El montero vino a decir al Rey que una magnífica bandada de papafigos se había posado en Capodimonte. Ese era el importante asunto que impidió al rey Fernando continuar presidiendo el Consejo en que se debatían tan graves y trascendentales cuestiones.
María Carolina me había dicho que a las seis en punto estuviese yo en palacio. Hacía media hora que la esperaba cuando salió del Consejo.
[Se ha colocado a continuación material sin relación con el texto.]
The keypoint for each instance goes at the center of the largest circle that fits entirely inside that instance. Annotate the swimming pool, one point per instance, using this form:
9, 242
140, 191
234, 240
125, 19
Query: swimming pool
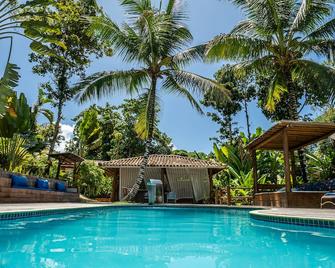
162, 237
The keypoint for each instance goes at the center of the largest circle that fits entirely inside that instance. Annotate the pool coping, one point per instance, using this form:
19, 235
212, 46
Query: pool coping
278, 216
37, 212
256, 213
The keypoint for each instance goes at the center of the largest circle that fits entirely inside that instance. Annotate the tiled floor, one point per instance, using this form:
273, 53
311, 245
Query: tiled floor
325, 214
45, 206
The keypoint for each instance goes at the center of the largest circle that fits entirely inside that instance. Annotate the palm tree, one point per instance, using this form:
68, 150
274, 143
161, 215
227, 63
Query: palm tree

Me contó, encogiéndose de hombros, la ocurrencia del Rey; pero, a la postre, ella era la que salía ganando, pues, con la actitud de Fernando, asumía las funciones del Rey, y su despotismo quedaba satisfecho.
Tomamos el coche y volvimos a Caserta.
En el camino nos cruzamos con una silla de posta llena de polvo y que parecía haber hecho un largo trayecto. Al reconocer la librea real, una mujer dio orden de parar a su postillón.
Era evidente que aquella mujer venía en busca de la Reina.
La Reina hizo parar el carruaje, y esperó.
La viajera saltó de su silla, y en un instante estuvo a nuestro lado.